In a report, the BOC said its collections amounted to P28.81 billion in May, 18 percent lower than the P35.09 billion target.
Revenue growth slowed down in May compared with April’s 13.4 percent expansion due to a drop in the value of goods imported by the country.
Volume of imports fell 6.9 percent last month, dragged down by reduced importation of crude oil and oil products, alcohol products, computers, electronic devices, industrial machinery, mineral products as well as paper and pharmaceutical products.
However, despite sluggish importation, cash collections from BOC operations rose 10 percent year-on-year to P28.53 billion as the average value declared by importers expanded by 24 percent resulting in a 15.54 percent rise in valuation and 12.4 percent hike in the amount of duties and taxes paid.
From January to May 2014, revenues grew 20 percent to P146.07 billion. Total import volume likewise went up 4.37 percent to 28 billion kilograms.
Based on the report of the Bureau of Treasury, the Ports of Subic, Cebu and Davao showed positive revenue traction amid increased economic activity.
Revenue collections from Subic jumped 45 percent last month to P1.072-billion while collections from Cebu and Davao amounted to 1.16 billion and P836 million, respectively.

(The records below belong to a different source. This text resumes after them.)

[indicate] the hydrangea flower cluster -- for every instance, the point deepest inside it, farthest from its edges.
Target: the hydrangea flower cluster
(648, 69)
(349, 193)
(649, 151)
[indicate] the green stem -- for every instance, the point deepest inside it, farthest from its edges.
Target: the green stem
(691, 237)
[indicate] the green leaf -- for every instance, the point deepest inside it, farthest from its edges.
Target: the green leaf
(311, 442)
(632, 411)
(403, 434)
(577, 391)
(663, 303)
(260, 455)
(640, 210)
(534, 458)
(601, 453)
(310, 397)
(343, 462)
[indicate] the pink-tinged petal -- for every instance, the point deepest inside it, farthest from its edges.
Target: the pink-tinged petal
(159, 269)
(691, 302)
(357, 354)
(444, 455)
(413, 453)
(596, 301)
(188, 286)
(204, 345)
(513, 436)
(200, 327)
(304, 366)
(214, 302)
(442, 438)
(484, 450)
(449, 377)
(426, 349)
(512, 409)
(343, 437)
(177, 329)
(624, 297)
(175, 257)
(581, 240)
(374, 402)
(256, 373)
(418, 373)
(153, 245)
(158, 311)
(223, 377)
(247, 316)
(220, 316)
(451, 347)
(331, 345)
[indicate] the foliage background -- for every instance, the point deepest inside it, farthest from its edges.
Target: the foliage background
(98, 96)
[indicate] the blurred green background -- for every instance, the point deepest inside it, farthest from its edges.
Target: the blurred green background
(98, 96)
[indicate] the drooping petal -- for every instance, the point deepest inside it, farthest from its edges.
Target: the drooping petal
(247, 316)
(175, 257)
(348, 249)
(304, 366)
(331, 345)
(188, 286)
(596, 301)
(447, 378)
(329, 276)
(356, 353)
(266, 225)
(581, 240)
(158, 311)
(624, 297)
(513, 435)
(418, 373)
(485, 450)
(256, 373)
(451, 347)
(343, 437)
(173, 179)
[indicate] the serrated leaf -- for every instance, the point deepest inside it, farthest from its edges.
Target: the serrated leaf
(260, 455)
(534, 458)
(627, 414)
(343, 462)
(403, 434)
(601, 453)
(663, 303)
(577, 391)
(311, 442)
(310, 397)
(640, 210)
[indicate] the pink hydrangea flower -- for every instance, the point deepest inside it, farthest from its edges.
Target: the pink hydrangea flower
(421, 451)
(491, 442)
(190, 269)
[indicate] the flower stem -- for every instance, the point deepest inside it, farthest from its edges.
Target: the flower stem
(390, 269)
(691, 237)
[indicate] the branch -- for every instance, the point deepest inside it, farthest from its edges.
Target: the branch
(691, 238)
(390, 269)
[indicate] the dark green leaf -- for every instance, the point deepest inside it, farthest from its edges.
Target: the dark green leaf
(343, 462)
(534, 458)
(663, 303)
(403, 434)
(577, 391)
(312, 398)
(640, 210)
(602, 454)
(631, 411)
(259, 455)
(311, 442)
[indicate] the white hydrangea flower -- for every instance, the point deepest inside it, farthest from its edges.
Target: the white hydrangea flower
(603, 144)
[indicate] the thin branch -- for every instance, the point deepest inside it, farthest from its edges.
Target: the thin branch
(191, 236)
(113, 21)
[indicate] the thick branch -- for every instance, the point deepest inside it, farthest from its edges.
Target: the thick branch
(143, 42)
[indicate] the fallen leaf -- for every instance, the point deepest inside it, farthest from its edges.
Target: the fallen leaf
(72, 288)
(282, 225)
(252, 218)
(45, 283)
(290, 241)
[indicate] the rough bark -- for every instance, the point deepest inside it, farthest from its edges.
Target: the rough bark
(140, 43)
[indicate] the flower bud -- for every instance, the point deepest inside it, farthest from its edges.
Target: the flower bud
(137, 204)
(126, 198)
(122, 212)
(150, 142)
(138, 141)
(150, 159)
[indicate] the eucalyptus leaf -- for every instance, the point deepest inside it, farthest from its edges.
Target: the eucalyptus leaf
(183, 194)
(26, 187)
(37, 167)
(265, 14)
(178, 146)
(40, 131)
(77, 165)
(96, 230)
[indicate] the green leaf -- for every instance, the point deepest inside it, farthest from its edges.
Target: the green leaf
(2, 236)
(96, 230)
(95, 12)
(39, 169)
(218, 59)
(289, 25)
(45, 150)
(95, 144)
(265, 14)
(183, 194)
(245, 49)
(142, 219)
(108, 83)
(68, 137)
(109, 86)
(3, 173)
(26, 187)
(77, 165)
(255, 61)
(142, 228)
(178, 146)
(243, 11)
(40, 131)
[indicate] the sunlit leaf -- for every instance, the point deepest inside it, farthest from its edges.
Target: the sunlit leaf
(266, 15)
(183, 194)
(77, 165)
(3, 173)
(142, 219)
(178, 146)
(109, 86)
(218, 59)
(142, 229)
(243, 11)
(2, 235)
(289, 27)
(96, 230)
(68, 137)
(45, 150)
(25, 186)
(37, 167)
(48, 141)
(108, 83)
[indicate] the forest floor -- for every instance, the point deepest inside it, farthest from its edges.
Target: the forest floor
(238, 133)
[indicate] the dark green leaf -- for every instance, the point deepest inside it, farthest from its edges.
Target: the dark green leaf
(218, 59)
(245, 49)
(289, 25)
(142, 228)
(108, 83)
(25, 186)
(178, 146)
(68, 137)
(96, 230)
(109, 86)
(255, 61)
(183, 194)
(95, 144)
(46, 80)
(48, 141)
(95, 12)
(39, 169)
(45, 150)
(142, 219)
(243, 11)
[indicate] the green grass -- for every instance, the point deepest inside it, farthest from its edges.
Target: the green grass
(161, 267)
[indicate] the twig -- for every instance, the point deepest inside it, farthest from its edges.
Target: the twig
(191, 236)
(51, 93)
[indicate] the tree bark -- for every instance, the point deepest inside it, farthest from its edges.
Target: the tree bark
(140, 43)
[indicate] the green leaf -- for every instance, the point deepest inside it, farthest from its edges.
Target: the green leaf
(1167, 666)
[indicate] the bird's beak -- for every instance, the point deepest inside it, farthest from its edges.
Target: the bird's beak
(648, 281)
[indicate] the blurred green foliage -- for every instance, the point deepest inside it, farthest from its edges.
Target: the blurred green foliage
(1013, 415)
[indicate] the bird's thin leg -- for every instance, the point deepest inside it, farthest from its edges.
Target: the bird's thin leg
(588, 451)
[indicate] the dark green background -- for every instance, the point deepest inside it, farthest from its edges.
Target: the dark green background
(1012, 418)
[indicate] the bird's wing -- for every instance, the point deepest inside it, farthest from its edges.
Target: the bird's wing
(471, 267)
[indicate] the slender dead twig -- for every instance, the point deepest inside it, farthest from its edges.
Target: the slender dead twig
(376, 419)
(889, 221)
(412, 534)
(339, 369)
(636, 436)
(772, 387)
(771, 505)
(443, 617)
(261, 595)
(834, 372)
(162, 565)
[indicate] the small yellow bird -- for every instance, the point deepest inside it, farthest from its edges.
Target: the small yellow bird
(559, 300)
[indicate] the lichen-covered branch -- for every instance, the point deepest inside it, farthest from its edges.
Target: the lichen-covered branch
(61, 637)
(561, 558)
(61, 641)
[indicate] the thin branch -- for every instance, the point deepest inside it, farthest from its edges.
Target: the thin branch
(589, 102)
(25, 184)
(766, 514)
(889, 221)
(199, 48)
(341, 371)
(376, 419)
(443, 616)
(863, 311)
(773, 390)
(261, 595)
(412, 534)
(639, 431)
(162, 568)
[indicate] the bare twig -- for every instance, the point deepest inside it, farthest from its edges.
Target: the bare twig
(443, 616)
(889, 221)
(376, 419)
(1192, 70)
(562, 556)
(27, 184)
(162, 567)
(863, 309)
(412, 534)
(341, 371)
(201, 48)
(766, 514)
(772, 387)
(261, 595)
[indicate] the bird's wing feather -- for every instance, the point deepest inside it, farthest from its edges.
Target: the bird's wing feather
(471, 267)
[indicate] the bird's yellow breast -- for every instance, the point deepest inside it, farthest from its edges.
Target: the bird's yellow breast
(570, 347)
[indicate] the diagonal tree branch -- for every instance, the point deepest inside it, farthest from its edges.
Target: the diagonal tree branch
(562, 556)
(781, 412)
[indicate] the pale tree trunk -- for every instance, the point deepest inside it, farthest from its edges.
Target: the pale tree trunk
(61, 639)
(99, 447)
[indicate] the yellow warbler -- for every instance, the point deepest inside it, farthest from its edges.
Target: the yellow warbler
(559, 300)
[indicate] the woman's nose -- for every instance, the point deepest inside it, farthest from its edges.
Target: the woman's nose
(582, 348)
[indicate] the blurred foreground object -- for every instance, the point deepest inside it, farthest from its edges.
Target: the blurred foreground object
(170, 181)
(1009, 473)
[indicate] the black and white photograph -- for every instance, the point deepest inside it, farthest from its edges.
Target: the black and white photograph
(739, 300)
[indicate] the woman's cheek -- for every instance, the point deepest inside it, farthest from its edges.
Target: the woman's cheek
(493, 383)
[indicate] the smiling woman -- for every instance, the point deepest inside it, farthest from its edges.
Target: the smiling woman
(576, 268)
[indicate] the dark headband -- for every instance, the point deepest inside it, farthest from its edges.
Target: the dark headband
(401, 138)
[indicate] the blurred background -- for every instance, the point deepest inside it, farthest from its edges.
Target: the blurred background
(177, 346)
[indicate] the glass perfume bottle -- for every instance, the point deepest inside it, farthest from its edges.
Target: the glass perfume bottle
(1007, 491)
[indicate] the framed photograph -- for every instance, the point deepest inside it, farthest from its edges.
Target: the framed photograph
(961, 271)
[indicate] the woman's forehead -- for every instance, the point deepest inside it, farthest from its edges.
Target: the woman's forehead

Since Commissioner John Philip Sevilla assumed office in December, the BOC has seen a sharp increase in collections as result of the implementation of wide-ranging reforms aimed at shedding the agency’s tainted image.
“Looking beyond the revenue target, our collection efficiency is improving as we enhance our reference valuation figures and improve enforcement of customs policies and procedures, surveillance and apprehension of smuggled goods. As we sustain process improvements, equip our people with better ICT tools and continue plugging sources of revenue leaks, we expect collections to become better,†Sevilla said.